Somit werdet ihr euch freuen das ihr ab jetzt wieder für:
-Stundenlanges warten in der Kälte,
-überfüllte und demolierte Fahrzeuge
-unfreundliches Personal (frag mich bloß nichts – Mentalität gibs gratis)
-und zuletzt völlig unpassende Fahrpläne
noch mehr abgezockt werdet.
Denn wir die Verkehrsplaner fahren im Fetten Mercedes mit Caufeur zur Arbeit.
3. Februar 2009 um 12:51
Oha.
3. Februar 2009 um 13:46
@Astrabyte: Tja, das sehe ich ähnlich. Eine Erhöhung kommt immer, auch immer häufiger und immer mit fadenscheiniger Begründung daher. Die Qualität allerdings lässt mehr und mehr zu wünschen übrig. Wo ich früher noch umsteigen konnte (von der 6 in die 2), falls ich die 5 verpasst habe, kann ich heute nur noch weitere 15 min in der Kälte auf die 5 warten, da die 2 erst 16 min später, also 1 (!) Minute nach der 5 einfährt.
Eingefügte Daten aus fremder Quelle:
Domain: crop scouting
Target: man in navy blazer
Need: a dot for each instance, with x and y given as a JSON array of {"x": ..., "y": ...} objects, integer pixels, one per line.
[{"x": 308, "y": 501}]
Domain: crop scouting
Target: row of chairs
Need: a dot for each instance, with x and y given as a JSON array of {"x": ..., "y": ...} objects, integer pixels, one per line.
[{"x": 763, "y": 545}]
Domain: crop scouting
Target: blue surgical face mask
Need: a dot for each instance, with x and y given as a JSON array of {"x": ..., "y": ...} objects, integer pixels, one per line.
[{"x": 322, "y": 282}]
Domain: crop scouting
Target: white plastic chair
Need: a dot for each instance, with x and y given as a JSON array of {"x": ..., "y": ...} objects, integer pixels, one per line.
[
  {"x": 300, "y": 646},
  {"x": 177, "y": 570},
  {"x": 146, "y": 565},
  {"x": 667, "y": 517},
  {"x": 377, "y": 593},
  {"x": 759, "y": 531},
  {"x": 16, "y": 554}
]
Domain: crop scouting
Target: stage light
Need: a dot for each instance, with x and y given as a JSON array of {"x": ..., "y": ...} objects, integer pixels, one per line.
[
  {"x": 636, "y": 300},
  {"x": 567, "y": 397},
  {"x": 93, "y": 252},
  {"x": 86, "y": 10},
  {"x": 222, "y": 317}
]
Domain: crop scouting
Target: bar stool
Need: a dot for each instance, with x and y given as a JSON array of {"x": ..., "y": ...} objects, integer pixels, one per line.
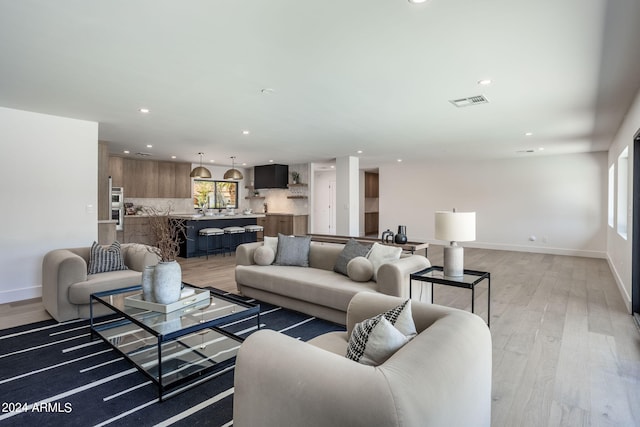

Das nenne ich Service!
Außerdem sehe ich auch oft die Bahn, in die ich umsteigen könnte, aus der in die Haltestelle einfahrenden Bahn bereits davoneilen. Auch genial gelöst. …
Gewinnsucht vor Qualität – ein Motto, welches sich durch alle Branchen zieht.
20. September 2009 um 21:39
Jetzt haben wir schon September und ich hab was zum positiven geändert.
Ich hab das Theater jetzt satt mit diesen Sch… Strabafahren.
Ich hab mir ein neues Fahrrad angeschaft und geb das Geld für die Monatskarten jetzt für mein Hobby aus.
Pech gehabt ihr RSAG ……. .
Ich werf euch keine Moneten mehr in den Hals.
Der Witz dabei ist das ich mit dem Fahrrad von der
Arbeit (in Schmarl) nach
Hause (wohne in Toitenwinkel, Hafenbahnweg) jetzt 45 min brauche.
Früher mit unserer tollen S-Bahn wo der Zug Richtung Seehafen Nord am Hauptbahnhof gerade losfährt während man noch aus der Bahn von Warnemünde aussteigt und schön die kleiner werdenden Rücklichter des Zuges Richtung Heimat betrachten kann war ich locker mal eineinhalb Stunden Unterwegs denn mit der Straba bis Dierkow und dann weiter mit der 49 gehts och nicht schneller weil man bei jedem Umsteigen mindestens 12 min auf den/die nächsten Bus/ nächste Bahn warten muss.
Ich fahre dabei durch den Fischerrei- und den Stadthafen also den langen Weg außen herum und nicht durch den Tunnel was einige vieleicht annehmen würden.
Ich werds auch im Winter so machen.
Selbst bei 10 Grad minus ist das Fahradfahren noch besser als mein Geld weiter dem tollen VVW zu überlassen.